We could feel that there was something brewing, especially those who had lived in Low Ferry a long time. It was the last calm before what promised to be a terrific thunderstorm, and it wasn't a true calm at all.
Not even the children stopped in the bookshop anymore. Having been raised in the Low Ferry, they knew instinctively what was in the air and they didn't want to be caught out in the storm. Those that could go home did, and those whose parents didn't want them home alone found friends to spend the afternoon with. Even the boy was usually with his friends now as they hurried down the street, though sometimes he paused and glanced my way.
I wondered how his lessons were going and whether he was causing trouble in school yet because of his growing awareness that teachers did not know everything. I wondered how the walk from The Pines, along the rutted dirt road, was treating Lucas. It was hard to go outside when the air was too thick to breathe.
The humidity lasted past three days, then four, stretching for a full week. Tempers ran short. The owner of the grocery store punched the chef at the cafe, in a matter of honor apparently concerning the price of milk. A couple of the farmers fired up old land feuds, though thankfully none of them involved rifles, just sharp remarks and one slightly vandalized tractor.
Paula fired her store assistant and the poor young man's mother came around and shouted at her until they were both hoarse and I had to intercede. Paula and I sat and drank coffee in my store and talked about how some people in Low Ferry weren't as safe as we were – how sometimes kids were the ones working to support the whole family. She grudgingly gave him his job back, but they snapped and snarled at each other a lot. I privately thought an air-conditioner would have solved most of their problems.
Nolan and Michael got into some kind of fight, too – some said over the fickle Sandra, some said because Michael was saying nasty things about Nolan's sister. Apparently there was a subsection of the town that thought Michael might be dating said sister. Sandra seemed to keep out of it, which didn't always give people a good opinion of her, either.
Jacob faithfully brought me the news, and Charles just as faithfully showed up a few days later to tell me why I shouldn't tell anyone any of it. Paula commented on every rumor with a dry wit that made her brief visits to the shop a pleasure.

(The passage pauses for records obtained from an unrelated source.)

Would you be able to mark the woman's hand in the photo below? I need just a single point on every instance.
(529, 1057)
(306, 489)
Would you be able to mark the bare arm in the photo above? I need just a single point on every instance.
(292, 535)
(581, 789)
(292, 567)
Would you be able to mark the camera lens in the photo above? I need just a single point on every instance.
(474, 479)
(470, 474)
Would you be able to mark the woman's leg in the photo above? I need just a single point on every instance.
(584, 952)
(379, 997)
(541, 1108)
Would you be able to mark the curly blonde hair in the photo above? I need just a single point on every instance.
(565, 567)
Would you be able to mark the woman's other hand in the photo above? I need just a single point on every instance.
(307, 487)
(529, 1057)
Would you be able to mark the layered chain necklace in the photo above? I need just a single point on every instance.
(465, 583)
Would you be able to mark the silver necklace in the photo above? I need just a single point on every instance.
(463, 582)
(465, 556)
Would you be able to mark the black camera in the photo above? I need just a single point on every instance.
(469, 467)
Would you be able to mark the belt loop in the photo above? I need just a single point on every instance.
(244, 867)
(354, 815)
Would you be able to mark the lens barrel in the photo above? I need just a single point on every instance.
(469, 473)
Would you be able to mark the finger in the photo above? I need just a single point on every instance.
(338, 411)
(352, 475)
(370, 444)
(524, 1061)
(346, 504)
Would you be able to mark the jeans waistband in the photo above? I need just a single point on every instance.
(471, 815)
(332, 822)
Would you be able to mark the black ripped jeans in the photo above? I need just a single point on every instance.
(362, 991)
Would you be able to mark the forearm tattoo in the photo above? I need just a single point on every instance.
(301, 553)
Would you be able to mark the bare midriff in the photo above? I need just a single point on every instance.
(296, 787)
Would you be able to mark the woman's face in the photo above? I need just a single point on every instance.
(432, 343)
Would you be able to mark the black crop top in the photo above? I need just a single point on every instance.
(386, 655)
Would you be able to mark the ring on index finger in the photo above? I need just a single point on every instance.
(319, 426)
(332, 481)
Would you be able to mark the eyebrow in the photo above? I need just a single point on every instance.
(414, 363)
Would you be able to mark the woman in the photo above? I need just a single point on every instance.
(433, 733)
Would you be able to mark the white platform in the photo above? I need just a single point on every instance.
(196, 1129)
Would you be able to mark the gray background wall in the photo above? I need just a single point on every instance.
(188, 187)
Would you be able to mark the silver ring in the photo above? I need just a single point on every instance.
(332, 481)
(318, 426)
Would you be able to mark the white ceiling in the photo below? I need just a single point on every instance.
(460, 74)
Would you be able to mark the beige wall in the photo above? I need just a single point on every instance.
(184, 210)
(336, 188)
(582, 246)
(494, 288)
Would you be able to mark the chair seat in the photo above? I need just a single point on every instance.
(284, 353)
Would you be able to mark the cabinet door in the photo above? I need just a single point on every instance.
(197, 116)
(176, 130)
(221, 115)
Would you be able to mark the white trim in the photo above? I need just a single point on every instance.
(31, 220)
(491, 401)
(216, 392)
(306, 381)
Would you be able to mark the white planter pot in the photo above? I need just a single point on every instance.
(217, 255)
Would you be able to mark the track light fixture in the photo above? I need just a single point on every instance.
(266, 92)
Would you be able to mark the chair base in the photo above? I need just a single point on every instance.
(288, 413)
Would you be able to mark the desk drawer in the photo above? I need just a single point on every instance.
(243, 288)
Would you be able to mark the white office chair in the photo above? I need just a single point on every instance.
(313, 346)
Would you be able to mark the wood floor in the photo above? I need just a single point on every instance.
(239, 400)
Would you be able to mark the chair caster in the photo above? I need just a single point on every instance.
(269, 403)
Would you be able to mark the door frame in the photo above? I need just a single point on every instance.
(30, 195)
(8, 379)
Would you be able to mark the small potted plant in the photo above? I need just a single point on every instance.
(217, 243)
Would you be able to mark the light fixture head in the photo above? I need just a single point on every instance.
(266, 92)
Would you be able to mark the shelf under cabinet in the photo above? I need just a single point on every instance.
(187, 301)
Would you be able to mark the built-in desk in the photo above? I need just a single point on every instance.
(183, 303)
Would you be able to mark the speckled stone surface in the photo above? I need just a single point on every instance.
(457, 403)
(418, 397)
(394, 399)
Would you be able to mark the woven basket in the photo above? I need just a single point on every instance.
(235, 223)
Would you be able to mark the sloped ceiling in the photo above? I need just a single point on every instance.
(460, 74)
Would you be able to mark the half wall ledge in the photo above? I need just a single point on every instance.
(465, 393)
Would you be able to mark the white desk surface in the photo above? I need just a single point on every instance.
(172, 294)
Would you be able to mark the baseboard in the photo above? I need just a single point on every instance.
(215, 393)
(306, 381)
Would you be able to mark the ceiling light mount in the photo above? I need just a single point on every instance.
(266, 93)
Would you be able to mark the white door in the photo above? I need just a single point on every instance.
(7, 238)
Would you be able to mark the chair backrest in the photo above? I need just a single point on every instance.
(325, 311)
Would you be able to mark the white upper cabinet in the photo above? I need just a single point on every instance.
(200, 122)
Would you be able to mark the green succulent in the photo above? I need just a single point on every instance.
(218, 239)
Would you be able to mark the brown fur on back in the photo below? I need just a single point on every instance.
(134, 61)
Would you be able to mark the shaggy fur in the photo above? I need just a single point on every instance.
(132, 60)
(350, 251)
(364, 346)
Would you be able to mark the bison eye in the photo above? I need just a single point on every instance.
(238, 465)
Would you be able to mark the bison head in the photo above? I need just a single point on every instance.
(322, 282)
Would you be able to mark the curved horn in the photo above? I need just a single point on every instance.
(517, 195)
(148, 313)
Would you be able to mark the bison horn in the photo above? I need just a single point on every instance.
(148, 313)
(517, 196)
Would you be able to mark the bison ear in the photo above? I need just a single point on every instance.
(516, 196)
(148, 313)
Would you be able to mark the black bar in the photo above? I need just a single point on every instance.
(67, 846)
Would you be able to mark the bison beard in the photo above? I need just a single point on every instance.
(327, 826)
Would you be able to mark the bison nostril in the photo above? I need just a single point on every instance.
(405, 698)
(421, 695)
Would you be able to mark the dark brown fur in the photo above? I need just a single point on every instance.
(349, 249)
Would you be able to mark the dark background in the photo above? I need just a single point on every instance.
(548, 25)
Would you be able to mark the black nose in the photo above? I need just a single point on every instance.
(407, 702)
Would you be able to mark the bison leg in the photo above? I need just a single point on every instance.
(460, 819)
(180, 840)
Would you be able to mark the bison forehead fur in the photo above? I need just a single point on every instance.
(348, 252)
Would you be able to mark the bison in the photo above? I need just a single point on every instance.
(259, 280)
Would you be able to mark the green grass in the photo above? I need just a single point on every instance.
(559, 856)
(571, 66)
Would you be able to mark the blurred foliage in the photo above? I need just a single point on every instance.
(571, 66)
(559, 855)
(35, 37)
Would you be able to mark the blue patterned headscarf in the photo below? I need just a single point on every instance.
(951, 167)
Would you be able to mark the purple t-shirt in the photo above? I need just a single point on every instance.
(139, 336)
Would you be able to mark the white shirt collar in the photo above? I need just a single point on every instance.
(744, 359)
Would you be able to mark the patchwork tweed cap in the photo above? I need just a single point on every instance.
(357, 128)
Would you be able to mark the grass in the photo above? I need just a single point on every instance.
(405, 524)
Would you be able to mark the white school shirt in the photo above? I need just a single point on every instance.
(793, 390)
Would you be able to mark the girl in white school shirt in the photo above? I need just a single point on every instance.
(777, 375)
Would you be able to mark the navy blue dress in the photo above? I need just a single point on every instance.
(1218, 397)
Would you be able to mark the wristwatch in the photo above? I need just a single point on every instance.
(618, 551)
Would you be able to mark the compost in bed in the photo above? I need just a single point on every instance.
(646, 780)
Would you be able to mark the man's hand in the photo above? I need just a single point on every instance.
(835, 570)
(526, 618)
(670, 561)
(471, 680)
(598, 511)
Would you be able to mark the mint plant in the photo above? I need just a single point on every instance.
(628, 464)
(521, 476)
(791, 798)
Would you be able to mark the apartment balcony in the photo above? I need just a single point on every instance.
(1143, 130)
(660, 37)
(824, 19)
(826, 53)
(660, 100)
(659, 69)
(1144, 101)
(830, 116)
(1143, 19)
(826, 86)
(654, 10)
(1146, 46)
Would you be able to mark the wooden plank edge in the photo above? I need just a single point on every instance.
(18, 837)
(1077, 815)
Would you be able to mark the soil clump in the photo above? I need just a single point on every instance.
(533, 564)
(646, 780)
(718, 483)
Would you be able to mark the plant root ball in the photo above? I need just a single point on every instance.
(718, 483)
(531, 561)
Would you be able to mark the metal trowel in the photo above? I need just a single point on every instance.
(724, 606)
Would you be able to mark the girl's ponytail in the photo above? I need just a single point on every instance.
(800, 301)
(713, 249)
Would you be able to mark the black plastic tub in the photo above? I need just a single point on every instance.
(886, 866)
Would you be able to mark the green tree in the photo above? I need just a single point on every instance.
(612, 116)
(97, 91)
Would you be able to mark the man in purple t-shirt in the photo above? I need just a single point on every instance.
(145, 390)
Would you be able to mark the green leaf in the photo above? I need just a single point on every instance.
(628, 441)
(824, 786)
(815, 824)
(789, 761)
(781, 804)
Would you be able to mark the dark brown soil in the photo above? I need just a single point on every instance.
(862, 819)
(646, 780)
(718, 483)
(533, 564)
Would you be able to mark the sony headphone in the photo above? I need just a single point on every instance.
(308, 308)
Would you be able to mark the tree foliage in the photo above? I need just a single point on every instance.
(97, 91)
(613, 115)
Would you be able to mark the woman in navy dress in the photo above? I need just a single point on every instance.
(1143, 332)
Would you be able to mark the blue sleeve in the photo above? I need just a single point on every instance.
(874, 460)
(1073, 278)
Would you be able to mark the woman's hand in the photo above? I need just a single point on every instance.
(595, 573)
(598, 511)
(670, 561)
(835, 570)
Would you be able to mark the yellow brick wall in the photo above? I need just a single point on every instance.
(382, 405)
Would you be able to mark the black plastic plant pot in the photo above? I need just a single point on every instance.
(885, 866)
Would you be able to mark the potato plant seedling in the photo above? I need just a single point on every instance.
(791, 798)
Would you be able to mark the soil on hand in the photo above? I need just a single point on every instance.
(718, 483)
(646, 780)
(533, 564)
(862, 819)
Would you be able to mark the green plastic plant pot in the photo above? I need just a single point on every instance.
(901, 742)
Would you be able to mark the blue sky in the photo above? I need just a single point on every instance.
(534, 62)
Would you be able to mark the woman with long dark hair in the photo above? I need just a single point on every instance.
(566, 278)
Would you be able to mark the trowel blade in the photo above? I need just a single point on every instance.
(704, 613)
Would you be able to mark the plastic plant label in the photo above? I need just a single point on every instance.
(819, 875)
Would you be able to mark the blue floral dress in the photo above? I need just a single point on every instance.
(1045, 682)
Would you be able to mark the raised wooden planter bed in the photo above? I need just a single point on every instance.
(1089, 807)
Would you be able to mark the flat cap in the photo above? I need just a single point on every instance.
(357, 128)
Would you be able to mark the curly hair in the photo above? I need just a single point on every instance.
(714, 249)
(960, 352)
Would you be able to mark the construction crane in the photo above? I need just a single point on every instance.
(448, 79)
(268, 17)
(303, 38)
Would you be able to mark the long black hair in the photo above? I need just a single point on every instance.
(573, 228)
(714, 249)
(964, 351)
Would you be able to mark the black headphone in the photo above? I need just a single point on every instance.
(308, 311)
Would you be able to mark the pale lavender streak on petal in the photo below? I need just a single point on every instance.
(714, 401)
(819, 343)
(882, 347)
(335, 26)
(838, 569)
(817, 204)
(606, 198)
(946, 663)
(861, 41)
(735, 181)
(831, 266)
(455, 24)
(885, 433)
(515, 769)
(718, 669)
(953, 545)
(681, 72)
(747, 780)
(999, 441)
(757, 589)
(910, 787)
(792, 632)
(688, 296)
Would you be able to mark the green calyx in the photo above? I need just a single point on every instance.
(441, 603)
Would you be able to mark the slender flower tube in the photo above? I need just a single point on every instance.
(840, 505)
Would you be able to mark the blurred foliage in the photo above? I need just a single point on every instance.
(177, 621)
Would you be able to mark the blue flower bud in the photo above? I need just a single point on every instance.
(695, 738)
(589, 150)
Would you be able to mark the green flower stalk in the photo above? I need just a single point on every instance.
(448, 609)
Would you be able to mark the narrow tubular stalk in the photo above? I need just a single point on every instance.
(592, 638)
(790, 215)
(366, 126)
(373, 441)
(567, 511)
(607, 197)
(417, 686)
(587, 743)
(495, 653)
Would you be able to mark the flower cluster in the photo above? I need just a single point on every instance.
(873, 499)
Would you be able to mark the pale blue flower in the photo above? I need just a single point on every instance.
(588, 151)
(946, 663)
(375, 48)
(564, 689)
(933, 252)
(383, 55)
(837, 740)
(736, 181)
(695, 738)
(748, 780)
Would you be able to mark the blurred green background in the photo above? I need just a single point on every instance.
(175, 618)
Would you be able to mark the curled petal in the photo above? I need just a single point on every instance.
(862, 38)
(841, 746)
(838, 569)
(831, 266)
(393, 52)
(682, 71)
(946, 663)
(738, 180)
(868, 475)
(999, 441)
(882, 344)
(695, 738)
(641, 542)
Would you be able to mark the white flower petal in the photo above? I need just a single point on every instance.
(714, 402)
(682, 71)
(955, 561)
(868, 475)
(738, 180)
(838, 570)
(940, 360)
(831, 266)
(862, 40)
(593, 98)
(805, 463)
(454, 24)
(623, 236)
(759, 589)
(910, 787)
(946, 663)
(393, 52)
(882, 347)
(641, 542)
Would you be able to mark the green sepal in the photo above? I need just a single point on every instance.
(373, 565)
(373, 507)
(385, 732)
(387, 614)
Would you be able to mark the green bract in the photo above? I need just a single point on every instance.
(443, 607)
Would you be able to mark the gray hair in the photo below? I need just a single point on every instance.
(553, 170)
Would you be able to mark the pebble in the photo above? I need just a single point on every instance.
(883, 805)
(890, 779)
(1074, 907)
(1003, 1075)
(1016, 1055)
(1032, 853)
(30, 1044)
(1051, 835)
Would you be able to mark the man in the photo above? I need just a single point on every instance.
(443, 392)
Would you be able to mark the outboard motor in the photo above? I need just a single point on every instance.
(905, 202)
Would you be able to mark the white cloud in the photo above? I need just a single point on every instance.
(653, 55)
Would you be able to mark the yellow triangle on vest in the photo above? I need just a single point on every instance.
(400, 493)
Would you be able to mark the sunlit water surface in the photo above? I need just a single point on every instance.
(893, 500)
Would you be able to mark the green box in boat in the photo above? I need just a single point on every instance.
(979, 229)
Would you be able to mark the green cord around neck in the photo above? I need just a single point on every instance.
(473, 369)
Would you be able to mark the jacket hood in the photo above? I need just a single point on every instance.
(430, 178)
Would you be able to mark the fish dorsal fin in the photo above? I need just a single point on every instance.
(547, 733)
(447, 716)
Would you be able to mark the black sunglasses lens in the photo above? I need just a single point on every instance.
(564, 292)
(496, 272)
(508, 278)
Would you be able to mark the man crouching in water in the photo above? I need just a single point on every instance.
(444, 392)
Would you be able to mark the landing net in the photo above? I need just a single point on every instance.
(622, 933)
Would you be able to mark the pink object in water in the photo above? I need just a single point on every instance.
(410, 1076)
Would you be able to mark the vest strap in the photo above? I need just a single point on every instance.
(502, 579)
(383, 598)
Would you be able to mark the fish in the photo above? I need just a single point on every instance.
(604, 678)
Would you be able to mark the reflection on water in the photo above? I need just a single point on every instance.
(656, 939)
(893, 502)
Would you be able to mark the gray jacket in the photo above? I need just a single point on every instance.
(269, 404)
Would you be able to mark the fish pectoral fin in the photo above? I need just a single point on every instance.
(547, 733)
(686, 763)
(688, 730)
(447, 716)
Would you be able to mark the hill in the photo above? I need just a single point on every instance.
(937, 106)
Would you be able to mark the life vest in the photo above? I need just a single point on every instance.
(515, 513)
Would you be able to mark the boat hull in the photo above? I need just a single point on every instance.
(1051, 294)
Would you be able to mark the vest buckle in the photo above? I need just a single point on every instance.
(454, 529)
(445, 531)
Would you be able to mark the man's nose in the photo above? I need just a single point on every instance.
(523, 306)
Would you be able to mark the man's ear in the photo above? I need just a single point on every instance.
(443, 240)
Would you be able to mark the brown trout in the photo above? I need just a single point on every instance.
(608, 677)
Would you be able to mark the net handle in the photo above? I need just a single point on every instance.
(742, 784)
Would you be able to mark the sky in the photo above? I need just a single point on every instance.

The boy actually came into my bookshop on a Saturday, which was a miracle in itself, and as he browsed the racks he told me that all his teachers were arguing with each other over matters of discipline. He bought nine comic books.
"Trying to corner the market?" I asked, as he laid the thick stack of comics on my counter. "The investment isn't worth it, y'know. Comic books are a renewable resource."
"Everyone gave me money," he said, producing the entire amount in small change.